Standpunkt Thomas Szekeres: Krise als Chance?

25.11.2018 | Aktuelles aus der ÖÄK


Krise als Chance? 

© Stefan Selig

Gut, dass die neue E-Card kommt: Mit Foto zur besseren Identifizierung und damit auch mehr Schutz vor Missbrauch. Vielleicht wird man sie sukzessive mit anderen Funktionen anreichern. Damit ersparen wir uns allerdings weder viel Geld, noch lösen wir drängende Probleme.

Unsere akute Notlage im Gesundheitssystem braucht weder Ideologie, Polemik, Ignoranz oder rassistische Rülpser, sondern gemeinsame Entscheidungen und rasches Handeln. Der Fachkräfte- und Ärztemangel schreit zum Himmel. Auch in den Nachbarländern. Aber der „Markt“ ist leergefegt, Nachwuchs in absehbarer Zeit nicht vorhanden.
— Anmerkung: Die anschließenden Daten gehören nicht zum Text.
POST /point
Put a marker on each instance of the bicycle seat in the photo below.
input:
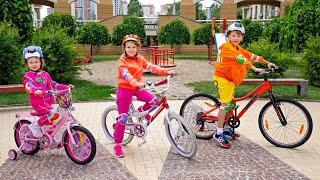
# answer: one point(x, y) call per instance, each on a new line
point(35, 113)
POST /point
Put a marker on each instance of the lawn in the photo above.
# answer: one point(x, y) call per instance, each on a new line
point(84, 91)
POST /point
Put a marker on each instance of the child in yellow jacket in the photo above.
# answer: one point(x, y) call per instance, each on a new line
point(230, 70)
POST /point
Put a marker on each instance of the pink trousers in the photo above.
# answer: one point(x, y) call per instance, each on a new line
point(123, 101)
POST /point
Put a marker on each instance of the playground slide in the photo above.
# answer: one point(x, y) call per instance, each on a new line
point(219, 39)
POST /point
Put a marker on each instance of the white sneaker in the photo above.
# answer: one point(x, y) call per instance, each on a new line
point(35, 128)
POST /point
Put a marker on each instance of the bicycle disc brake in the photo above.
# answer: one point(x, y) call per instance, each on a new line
point(234, 122)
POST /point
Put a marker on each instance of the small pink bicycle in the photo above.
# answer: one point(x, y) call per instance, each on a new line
point(78, 142)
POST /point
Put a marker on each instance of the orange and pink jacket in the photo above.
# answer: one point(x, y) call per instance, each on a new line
point(228, 67)
point(130, 71)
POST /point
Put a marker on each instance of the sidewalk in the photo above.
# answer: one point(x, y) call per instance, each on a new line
point(249, 156)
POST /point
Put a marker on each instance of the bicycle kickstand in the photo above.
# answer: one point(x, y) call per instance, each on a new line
point(142, 143)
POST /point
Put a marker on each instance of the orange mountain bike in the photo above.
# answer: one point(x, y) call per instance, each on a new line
point(283, 122)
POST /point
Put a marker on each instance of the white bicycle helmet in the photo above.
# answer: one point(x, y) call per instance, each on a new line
point(236, 27)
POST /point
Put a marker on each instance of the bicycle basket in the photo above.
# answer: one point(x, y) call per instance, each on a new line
point(64, 100)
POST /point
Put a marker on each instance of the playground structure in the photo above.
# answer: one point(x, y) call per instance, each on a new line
point(161, 57)
point(217, 38)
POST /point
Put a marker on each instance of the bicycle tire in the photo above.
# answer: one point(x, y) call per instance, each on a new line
point(87, 143)
point(301, 132)
point(112, 119)
point(185, 132)
point(21, 129)
point(190, 108)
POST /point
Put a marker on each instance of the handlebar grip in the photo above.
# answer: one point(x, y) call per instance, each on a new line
point(161, 82)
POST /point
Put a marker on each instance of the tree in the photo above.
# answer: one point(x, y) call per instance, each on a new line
point(11, 65)
point(215, 10)
point(174, 33)
point(200, 15)
point(170, 9)
point(94, 34)
point(130, 25)
point(134, 8)
point(61, 20)
point(302, 21)
point(59, 53)
point(19, 13)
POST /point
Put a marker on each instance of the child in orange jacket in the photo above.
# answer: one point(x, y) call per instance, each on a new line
point(230, 70)
point(130, 69)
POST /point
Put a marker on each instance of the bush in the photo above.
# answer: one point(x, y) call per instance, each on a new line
point(19, 13)
point(174, 33)
point(61, 20)
point(272, 30)
point(253, 31)
point(130, 25)
point(59, 53)
point(311, 61)
point(11, 63)
point(270, 52)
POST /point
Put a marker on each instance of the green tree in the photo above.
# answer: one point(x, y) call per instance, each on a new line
point(93, 34)
point(253, 31)
point(130, 25)
point(59, 53)
point(303, 20)
point(174, 33)
point(134, 8)
point(200, 15)
point(170, 9)
point(215, 10)
point(11, 64)
point(61, 20)
point(19, 13)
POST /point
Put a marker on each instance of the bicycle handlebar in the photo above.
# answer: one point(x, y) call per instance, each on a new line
point(150, 85)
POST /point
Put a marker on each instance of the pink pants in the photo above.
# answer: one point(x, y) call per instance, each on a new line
point(42, 107)
point(123, 101)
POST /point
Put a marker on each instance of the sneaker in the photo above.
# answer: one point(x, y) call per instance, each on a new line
point(222, 139)
point(35, 128)
point(118, 151)
point(232, 133)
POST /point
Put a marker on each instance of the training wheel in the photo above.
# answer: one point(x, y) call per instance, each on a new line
point(12, 154)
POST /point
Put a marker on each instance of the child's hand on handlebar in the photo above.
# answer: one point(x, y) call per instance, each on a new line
point(271, 65)
point(140, 85)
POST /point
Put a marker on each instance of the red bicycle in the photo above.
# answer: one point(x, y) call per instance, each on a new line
point(283, 122)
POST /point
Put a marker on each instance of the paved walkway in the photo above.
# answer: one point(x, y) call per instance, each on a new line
point(250, 157)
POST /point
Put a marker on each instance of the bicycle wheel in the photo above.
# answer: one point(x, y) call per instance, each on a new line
point(22, 131)
point(193, 107)
point(295, 132)
point(181, 136)
point(84, 150)
point(109, 119)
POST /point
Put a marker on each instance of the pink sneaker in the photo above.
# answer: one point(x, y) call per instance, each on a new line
point(118, 151)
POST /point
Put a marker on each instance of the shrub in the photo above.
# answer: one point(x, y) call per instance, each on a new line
point(61, 20)
point(59, 53)
point(174, 33)
point(19, 13)
point(11, 63)
point(253, 31)
point(270, 52)
point(130, 25)
point(94, 34)
point(311, 61)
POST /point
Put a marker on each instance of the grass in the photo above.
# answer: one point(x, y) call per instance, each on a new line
point(84, 91)
point(281, 91)
point(114, 57)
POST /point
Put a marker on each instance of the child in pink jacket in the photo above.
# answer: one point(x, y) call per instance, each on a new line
point(36, 83)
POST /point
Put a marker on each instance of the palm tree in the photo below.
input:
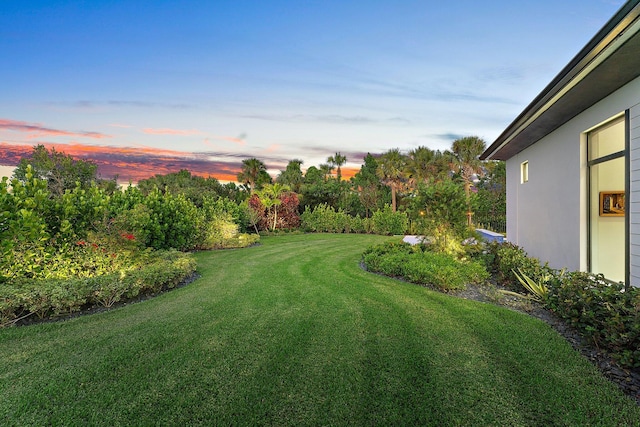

Nur mit organisatorischen und politischen Reformen und Gesetzesnovellen wird man dem Grundproblem nicht Herr, sondern lenkt nur ab und entfacht emotionale Nebenschauplätze – siehe nur die jüngste Diskussion um Komplementärmedizin. Bis Ausbildungsoffensiven – zum Beispiel im Pflegebereich – greifen, dauert es Jahre. Bis Medizinstudenten, die heute ihr Studium beginnen, praktizieren können, vergehen zehn Jahre.

Jetzt auch noch auf Wahlärzte hinzuhauen und zu drohen, den Patienten den Kostenanteil nicht mehr zurückzuerstatten, ist kontraproduktiv. Ebenso wie die Krankenkassenzusammenlegung, bei der sich immer stärker herausstellt, dass viele Punkte nicht durchdacht sind. Überhastet angekündigt und scheibchenweise zurückgenommen – wer kennt sich da noch aus? Was jetzt getan werden muss, ist einen Krisenplan zu erstellen: Wie können wir in den nächsten drei Jahren sicherstellen, dass das Niveau der Gesundheitsversorgung nicht absinkt und, dass Patienten zeitgerecht und bestmöglich behandelt werden.

Wie wir auf der In-Fusion 2018 diskutiert haben, wird auch die Digitalisierung nicht alles lösen. Denn damit z. B. Telemedizin funktioniert braucht es Ärzte. Die Kollegen für den Nachtdienst sitzen dann halt kostenhalber in Australien! Wir müssen die Digitalisierung zum Vorteil der Patienten und zur Unterstützung der Ärzte nutzen und nicht wie bisher, um die Verwaltung und Kontrolle zu erleichtern. Was nützen uns Zentren oder Telemedizin, wenn es keine Ärzte dafür gibt?

Wenn wir endlich zur Kenntnis nehmen, dass wir in der Krise stecken, wird klar, das können wir nur im Verbund mit allen Beteiligten bewältigen: Ärzte, Sozialpartner, Regierung. Sonst kommen wieder nur Streit und Machtkampf heraus. Die nächste Grippewelle ist im Anrollen. Das mag harmlos klingen, aber es reicht derzeit aus um das System zu überfordern.